Après, dit-il, 6 jours d’incarcération, un membre du département juridique du CNP, Mohamed-Al-Hassan Al Amin, déclara « volontairement » le 24 septembre que le parti préparait un coup d’Etat pour ce même jour, à 2 heures de l’après-midi un vendredi, alors que tous les officiels sortiraient de la prière. Police, sécurité et armée bloquèrent toutes les voies menant à la résidence de Béchir, aux Forces Armées et aux bâtiments officiels. Le CNP nie avoir planifié un coup d’Etat et dit que Mohammed Al Hassan a été « forcé » de faire ces déclarations. Selon le ministre de l’intérieur le chef du complot est Al-Haj Adam Youssuf, ancien ministre de l’agriculture, en fuite ; la population était avisée que, ne pas donner des informations à son propos, est un crime punissable par la loi. Finalement le CNP affirma l’avoir exfiltré à l’étranger pour éviter à ses membres le harcèlement des forces de sécurité. Le ministère a indiqué que les personnes arrêtés avaient livré « des aveux détaillés », les projets d’assassiner 38 leaders du régime et de faire sauter des sites importants de Khartoum, centrale électrique, ministères et autres.

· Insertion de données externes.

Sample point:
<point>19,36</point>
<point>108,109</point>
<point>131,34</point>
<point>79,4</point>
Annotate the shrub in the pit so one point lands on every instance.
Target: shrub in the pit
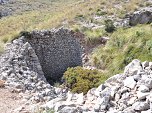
<point>81,80</point>
<point>109,26</point>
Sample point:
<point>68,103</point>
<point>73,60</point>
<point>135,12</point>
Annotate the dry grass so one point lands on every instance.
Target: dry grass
<point>52,14</point>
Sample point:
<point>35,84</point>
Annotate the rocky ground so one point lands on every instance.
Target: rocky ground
<point>27,90</point>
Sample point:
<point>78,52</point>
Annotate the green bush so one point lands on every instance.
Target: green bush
<point>109,26</point>
<point>81,80</point>
<point>124,46</point>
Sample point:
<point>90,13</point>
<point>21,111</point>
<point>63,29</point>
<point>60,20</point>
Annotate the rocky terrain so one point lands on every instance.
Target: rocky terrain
<point>34,61</point>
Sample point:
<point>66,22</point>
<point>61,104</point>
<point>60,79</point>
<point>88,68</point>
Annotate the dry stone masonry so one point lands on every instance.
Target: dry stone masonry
<point>56,50</point>
<point>29,58</point>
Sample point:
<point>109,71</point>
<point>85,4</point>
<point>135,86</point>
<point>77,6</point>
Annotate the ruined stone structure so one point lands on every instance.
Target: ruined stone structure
<point>54,51</point>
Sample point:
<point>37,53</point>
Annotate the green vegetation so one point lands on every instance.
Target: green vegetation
<point>81,80</point>
<point>109,26</point>
<point>29,15</point>
<point>125,45</point>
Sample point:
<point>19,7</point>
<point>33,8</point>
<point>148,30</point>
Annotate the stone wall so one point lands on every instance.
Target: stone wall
<point>56,50</point>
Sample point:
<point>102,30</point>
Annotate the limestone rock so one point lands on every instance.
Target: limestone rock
<point>140,106</point>
<point>130,82</point>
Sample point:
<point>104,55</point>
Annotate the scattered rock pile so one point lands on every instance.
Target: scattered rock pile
<point>129,92</point>
<point>21,70</point>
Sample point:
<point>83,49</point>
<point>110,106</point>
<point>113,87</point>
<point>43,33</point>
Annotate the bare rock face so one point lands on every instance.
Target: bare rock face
<point>142,16</point>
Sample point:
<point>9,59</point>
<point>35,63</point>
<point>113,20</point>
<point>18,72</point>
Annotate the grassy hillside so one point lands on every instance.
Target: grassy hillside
<point>125,45</point>
<point>44,14</point>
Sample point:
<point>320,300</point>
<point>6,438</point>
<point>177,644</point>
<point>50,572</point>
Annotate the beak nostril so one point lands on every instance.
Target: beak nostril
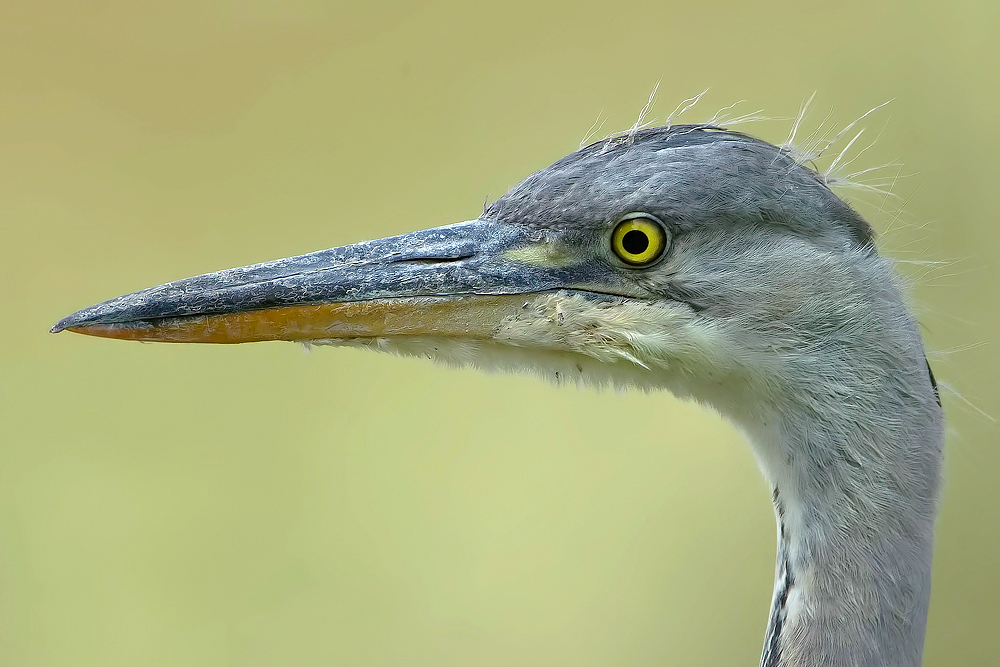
<point>431,260</point>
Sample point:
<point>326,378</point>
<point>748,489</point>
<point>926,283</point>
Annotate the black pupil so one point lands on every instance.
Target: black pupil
<point>635,242</point>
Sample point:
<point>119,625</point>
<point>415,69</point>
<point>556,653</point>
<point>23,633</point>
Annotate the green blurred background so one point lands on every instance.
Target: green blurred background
<point>257,505</point>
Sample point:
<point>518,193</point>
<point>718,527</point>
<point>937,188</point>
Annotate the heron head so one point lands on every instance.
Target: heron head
<point>684,257</point>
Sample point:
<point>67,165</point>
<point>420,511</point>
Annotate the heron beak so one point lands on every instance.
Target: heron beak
<point>453,281</point>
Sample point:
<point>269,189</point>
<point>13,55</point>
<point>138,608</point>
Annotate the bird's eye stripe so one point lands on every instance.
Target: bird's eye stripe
<point>638,240</point>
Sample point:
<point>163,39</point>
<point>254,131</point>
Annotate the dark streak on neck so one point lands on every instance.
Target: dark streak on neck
<point>772,644</point>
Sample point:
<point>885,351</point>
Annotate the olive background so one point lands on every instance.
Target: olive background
<point>260,505</point>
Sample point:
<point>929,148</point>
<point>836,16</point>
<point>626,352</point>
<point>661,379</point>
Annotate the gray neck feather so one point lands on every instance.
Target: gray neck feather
<point>855,490</point>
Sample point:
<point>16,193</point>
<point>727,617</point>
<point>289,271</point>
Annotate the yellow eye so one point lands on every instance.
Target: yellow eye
<point>638,240</point>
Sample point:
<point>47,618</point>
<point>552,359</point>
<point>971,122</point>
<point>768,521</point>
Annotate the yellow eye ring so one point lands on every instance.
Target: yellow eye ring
<point>638,240</point>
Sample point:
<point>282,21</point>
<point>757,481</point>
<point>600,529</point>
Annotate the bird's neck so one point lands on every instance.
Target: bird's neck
<point>854,499</point>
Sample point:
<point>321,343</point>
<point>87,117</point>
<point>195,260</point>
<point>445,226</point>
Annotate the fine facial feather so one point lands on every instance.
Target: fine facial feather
<point>770,304</point>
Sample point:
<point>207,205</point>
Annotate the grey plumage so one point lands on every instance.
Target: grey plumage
<point>770,304</point>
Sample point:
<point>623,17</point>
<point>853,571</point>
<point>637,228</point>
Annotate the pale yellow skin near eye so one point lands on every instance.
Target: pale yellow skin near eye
<point>656,237</point>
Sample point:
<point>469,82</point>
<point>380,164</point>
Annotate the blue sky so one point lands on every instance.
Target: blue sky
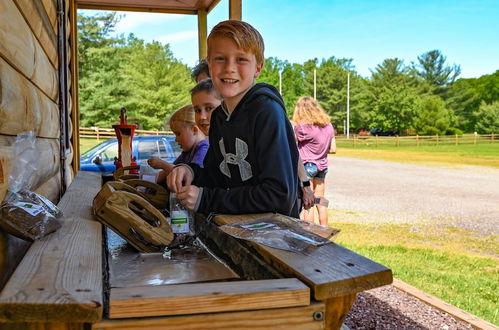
<point>367,31</point>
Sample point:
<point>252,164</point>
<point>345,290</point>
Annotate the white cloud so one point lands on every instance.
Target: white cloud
<point>178,36</point>
<point>132,20</point>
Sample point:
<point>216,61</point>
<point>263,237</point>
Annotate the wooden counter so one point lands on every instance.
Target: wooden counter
<point>60,283</point>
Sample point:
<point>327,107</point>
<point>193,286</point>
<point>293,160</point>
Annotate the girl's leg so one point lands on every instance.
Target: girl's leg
<point>319,188</point>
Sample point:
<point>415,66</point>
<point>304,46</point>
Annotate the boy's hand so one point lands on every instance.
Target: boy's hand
<point>179,177</point>
<point>188,196</point>
<point>156,163</point>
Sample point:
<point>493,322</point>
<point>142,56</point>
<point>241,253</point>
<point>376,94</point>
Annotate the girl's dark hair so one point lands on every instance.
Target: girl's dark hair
<point>200,68</point>
<point>206,85</point>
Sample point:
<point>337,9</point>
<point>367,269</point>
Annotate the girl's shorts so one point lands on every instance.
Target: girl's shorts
<point>313,172</point>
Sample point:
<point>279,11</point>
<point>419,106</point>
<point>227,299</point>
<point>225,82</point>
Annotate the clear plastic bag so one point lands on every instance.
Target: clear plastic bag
<point>23,213</point>
<point>277,231</point>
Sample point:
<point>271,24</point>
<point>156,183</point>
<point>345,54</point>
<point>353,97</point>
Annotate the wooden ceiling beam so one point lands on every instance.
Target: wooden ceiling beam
<point>235,9</point>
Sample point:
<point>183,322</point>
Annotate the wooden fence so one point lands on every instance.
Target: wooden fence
<point>354,140</point>
<point>416,140</point>
<point>108,133</point>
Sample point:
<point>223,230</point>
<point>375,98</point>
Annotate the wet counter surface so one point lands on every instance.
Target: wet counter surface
<point>130,268</point>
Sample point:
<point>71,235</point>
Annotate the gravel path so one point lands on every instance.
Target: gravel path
<point>379,191</point>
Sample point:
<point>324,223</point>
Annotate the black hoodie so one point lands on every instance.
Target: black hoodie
<point>251,165</point>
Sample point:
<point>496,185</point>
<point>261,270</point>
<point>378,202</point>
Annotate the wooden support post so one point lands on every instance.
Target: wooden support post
<point>337,309</point>
<point>235,9</point>
<point>202,34</point>
<point>75,108</point>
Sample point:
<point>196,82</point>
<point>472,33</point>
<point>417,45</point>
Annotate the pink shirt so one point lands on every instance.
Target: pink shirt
<point>314,143</point>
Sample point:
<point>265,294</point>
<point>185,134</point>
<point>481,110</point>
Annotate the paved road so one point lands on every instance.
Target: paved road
<point>370,190</point>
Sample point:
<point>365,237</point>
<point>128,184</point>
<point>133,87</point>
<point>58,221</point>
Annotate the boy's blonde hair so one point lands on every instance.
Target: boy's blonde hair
<point>183,116</point>
<point>243,34</point>
<point>309,111</point>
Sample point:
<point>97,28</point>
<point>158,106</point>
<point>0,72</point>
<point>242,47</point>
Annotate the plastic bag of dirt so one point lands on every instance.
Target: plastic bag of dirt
<point>24,213</point>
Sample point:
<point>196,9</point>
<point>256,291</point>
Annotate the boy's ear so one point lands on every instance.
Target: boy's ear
<point>259,68</point>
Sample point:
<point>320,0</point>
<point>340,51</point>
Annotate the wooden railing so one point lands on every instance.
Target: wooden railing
<point>416,140</point>
<point>108,133</point>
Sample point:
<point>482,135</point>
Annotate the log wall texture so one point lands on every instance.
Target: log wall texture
<point>29,101</point>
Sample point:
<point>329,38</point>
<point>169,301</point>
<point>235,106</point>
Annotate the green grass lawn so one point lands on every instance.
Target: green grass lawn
<point>486,154</point>
<point>459,266</point>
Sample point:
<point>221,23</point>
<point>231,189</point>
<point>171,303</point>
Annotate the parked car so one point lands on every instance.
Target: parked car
<point>101,157</point>
<point>380,132</point>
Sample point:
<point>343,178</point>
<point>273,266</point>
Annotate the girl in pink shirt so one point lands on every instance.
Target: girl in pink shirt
<point>314,132</point>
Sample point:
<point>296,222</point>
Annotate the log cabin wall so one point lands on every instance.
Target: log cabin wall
<point>30,100</point>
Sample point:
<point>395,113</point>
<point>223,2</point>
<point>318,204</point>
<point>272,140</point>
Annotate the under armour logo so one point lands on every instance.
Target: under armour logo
<point>237,159</point>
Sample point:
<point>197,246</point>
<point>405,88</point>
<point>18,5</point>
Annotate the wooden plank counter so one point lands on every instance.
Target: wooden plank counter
<point>59,280</point>
<point>60,283</point>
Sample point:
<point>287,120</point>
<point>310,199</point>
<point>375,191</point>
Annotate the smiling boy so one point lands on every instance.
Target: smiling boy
<point>250,166</point>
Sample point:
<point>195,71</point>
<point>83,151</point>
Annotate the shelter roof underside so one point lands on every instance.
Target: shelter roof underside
<point>167,6</point>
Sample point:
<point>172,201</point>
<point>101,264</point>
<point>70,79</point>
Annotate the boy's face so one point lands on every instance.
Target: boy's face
<point>204,103</point>
<point>232,70</point>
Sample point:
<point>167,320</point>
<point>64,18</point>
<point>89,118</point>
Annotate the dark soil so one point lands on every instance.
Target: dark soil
<point>390,308</point>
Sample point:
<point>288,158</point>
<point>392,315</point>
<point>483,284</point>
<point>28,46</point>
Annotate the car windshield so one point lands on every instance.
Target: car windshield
<point>93,150</point>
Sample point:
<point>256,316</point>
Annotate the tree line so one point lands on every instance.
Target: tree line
<point>424,97</point>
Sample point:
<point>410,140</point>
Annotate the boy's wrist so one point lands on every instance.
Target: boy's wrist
<point>305,183</point>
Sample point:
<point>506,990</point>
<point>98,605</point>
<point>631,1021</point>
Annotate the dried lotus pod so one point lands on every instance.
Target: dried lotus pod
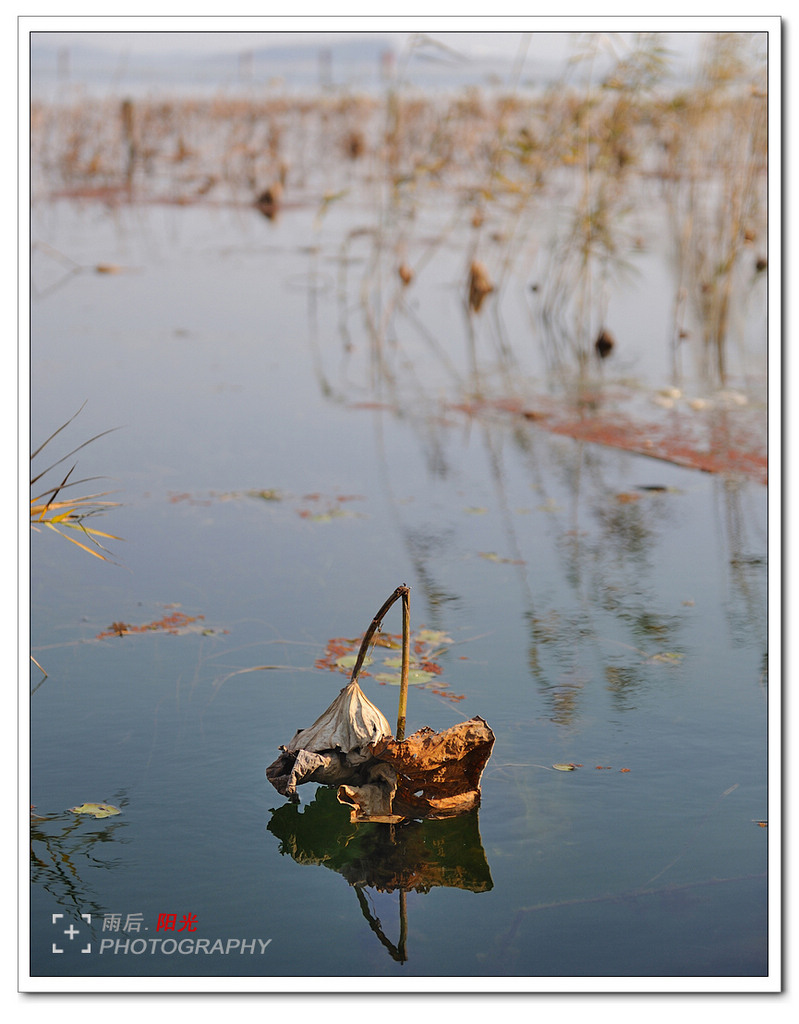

Cette affaire paraît pour le moins bizarre. Les arrestations du 8 septembre semblent liées à un projet de mémorandum sur la situation au Darfour et les pourparlers du Sud, qu’une cinquantaine de membres et sympathisants du CNP ainsi que Ghazi Salah ed Dine, ancien conseiller pour la paix du Président, se proposaient de remettre à Béchir.
Mais remet-on un mémorandum à la veille de faire un coup d’Etat ? Peut-on faire un coup d’Etat quand on a 70 de ses membres internés et que l’on sait qu’ils seront torturés ?
Des déclarations officielles donneraient peut-être la clé du problème. Selon l’une d’entre elles, Khartoum ne reprendrait pas les pourparlers du Darfour avec le Mouvement pour la Justice et l’Egalité « qui a eu un rôle dans la tentative de coup d’Etat ». Voilà une manière élégante de renoncer aux négociations. Par ailleurs, Béchir soutenait que c’était le devoir du gouvernement de protéger son peuple, mais « comment pouvons-nous le faire si nous sommes occupés par un conflit interne »? Voici une bonne dérobade pour les atermoiements au Darfour et au Sud, une bonne excuse pour appeler « chaque jeune homme à s’engager dans les forces de défense populaire et l’armée » et éventuellement réduire encore les droits de l’Homme. Voici aussi pour l’Occident une mise en garde : s’il renverse ce régime, les partisans de Tourabi, beaucoup plus extrémistes, messianistes, islamistes, prendront le pouvoir. De nombreux officiels répétaient l’antienne : « Le démembrement du Soudan serait au détriment de toute l’Afrique, contribuant à l’instabilité régionale. Cimenter l’unité du Soudan est dans l’intérêt de la communauté internationale ». Des hauts parleurs de la radio d’Etat, montés sur véhicules, serinaient «  les ennemis du Soudan arment les rebelles du Darfour, les ennemis du Soudan veulent renverser le gouvernement ». Peu frappés par la disparité entre les pourparlers de paix à l’extérieur et les arrestations à l’intérieur, des diplomates américains et britanniques notent désormais que la chute du régime pourrait encore aggraver les choses. Selon un haut responsable britannique «  Le gouvernement soudanais est au bord du gouffre....L’alternative à ce régime peu appréciable n’est pas un régime plus appréciable. C’est un Etat en faillite ». Et Snyder, le représentant américain au Soudan : « Le Soudan risque de tomber dans une anarchie de style somalien ». Les Etats-Unis semblent sur le point d’être convaincus que l’affaiblissement du régime menace la sécurité régionale.

Tant de résultats positifs pour Béchir font vraiment douter de la réalité de la tentative de coup d’Etat. C’est l’opinion de l’homme de la rue et du MLPS. Mais, comme l’écrit Africa Confidential, quel talent pour retourner à son avantage une situation particulièrement difficile !
Après 15 ans, la communauté internationale ne peut ni ignorer ce talent, ni ignorer que le régime fait tout pour survivre, y compris parfois choisir de coopérer.